0

Im trying to create a backup of approx. 1400 repositories. These repos are all cloned to a VM. Now i need to compress these into 1 zip, but this takes a long time. currently I've set the cap on 600min which my current implementation reaches before being 2/10th done.

Using powershell 7.2.2 and tried with both Compress-Archive and the 7Zip4Powershell module. And tried splitting the repos up in smaller batches since compressing all the repos at once maxed out the RAM on the VM. by using batches I could run garbage collection between each batch so RAM usage wasn't a problem. although appending files to an exisiting Zip seems to unzip the original first to add new files afaik (this just makes it take longer probably).

So does anyone have any tips on an implementation that would take less than 600min? Does not have to adhere to a powershell solution.
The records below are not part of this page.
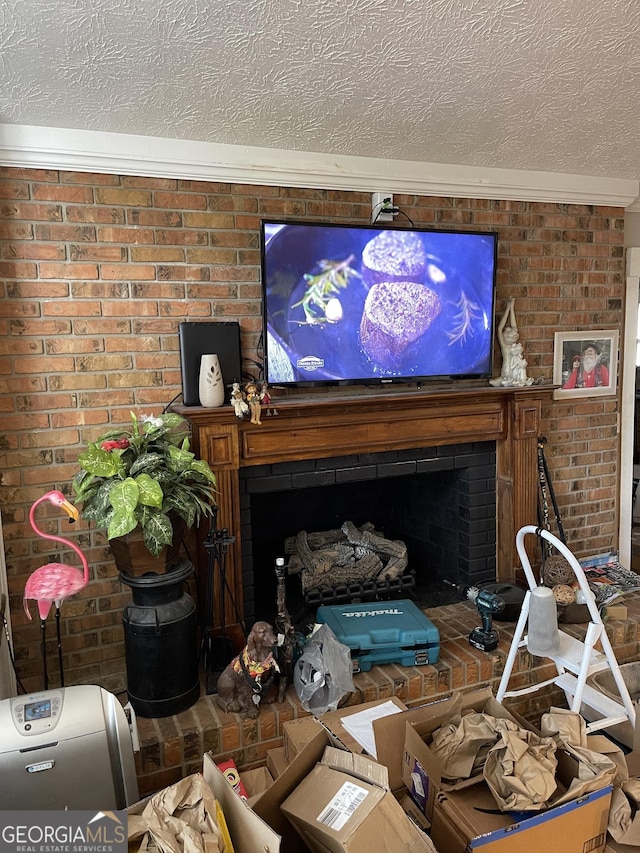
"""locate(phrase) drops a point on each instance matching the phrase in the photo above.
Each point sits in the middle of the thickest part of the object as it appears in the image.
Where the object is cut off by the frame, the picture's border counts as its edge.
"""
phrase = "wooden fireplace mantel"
(313, 427)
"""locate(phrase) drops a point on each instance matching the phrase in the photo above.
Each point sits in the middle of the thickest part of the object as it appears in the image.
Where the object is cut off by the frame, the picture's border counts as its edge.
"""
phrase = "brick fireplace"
(328, 426)
(440, 501)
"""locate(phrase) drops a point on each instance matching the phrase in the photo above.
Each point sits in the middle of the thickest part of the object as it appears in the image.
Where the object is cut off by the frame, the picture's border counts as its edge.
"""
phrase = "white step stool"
(576, 660)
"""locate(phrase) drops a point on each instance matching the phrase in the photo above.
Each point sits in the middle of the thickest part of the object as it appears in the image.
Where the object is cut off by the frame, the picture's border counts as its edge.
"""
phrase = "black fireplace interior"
(440, 501)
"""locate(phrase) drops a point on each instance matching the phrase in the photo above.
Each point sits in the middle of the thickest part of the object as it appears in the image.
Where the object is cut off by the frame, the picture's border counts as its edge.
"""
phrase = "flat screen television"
(375, 304)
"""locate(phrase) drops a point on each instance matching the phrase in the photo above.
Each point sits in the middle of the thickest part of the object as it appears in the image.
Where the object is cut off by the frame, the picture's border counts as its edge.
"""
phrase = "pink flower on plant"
(115, 444)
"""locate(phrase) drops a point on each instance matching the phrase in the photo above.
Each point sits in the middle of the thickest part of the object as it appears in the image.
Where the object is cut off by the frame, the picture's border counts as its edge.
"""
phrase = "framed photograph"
(585, 364)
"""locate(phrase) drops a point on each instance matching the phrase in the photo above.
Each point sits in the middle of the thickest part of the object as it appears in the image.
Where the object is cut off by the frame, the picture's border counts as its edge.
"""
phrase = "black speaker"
(197, 339)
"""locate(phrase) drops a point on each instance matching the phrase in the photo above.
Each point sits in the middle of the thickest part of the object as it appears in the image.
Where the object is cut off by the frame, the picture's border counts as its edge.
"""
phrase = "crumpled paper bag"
(624, 816)
(521, 771)
(595, 771)
(462, 743)
(565, 726)
(570, 728)
(182, 818)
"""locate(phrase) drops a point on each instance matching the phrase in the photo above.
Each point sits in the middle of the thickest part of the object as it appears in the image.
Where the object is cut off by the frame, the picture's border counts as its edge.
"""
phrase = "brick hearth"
(172, 747)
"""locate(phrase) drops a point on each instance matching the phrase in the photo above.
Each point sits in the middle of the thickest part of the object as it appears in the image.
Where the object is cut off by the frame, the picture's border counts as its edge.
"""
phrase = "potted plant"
(143, 484)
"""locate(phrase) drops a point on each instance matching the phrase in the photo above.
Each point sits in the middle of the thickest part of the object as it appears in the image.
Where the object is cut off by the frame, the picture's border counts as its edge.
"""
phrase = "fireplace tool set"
(219, 650)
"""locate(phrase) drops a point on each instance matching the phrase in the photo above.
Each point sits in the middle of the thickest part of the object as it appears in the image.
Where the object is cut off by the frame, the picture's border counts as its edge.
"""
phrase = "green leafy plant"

Its about ~2 million files and ~150gb size.

Compress-7Zip -Path "C:\repos\batchX" -ArchiveFileName $zipfile -Append -Format Zip -CompressionLevel Fast -CompressionMethod Lzma2
Compress-Archive -Path "C:\repos\batchX\*" -DestinationPath $zipfile -CompressionLevel "Optimal" -Update
mklement0
  • 382,024
  • 64
  • 607
  • 775
Avixon
  • 77
  • 1
  • 2
  • 9
  • Have you checked how much space you save with compression on a subsection of files? maybe you could skip compression and just archive them, see how fast is. – OrigamiEye Jun 23 '22 at 13:28
  • use `[IO.Compression.ZipFile]::CreateFromDirectory($sourceDirectoryName, $destinationArchiveFileName)` aside from that, 7zip is probably faster. If you're okay with compressing the files in chunks [this function](https://stackoverflow.com/a/72611161/15339544) can help, faster than `Compress-Archive` for sure. – Santiago Squarzon Jun 23 '22 at 13:29
  • `7Zip4Powershell` seems good, as it use `7z.dll` to do its deed. Don't do multiple batch. Do it all at once. multiple zipping operations at the same time will concurrently fight for the same resources and usually, that is not a 1:1 ratio. 4 things being zipped at the same time do not result in a 25% resources for each as more concurrent access do slow down more the hard drive / CPU. Furthermore, 7z (used in the module) usually use all the CPU available to zip. So doing 1 zip at a time is best. You are better zipping all at once. – Sage Pourpre Jun 23 '22 at 13:32
  • I don't know the context of your environment and the frequency of the backups, but if you have the possibility to easily Scale up / Scale down your VM, you could scale it up to do your backup. More CPU / faster disks will result in a faster compression. In cloud infrastructure such as Azure / AWS , you would only pay more for the time it was scaled up so this can be a viable strategy. I understand it might also not be possible is resources are limited or if you can't scale at will. – Sage Pourpre Jun 23 '22 at 13:34
  • Try to explicitly enable [multithreading](https://github.com/thoemmi/7Zip4Powershell#customization), e. g. `$compressor.CustomParameters.Add("mt", (Get-CimInstance Win32_ComputerSystem).NumberOfLogicalProcessors)`. You may reduce the number of threads, if it uses up too much RAM. – zett42 Jun 23 '22 at 13:57
  • Also, on the hardware side, these VMs should run on NVMe SSDs with high random access speed, to optimize for a high number of small files. If you had mostly big files, then sequential read speed would be more important. – zett42 Jun 23 '22 at 15:49

1 Answers1

1

Try fastest instead of optimal for Compress-Archive. Make sure that you can extract the files. There is a note in the documentation about a 2 GB limit.

For Compress-7Zip, try Deflate instead of Lzma2.

Mark Adler
  • 101,978
  • 13
  • 118
  • 158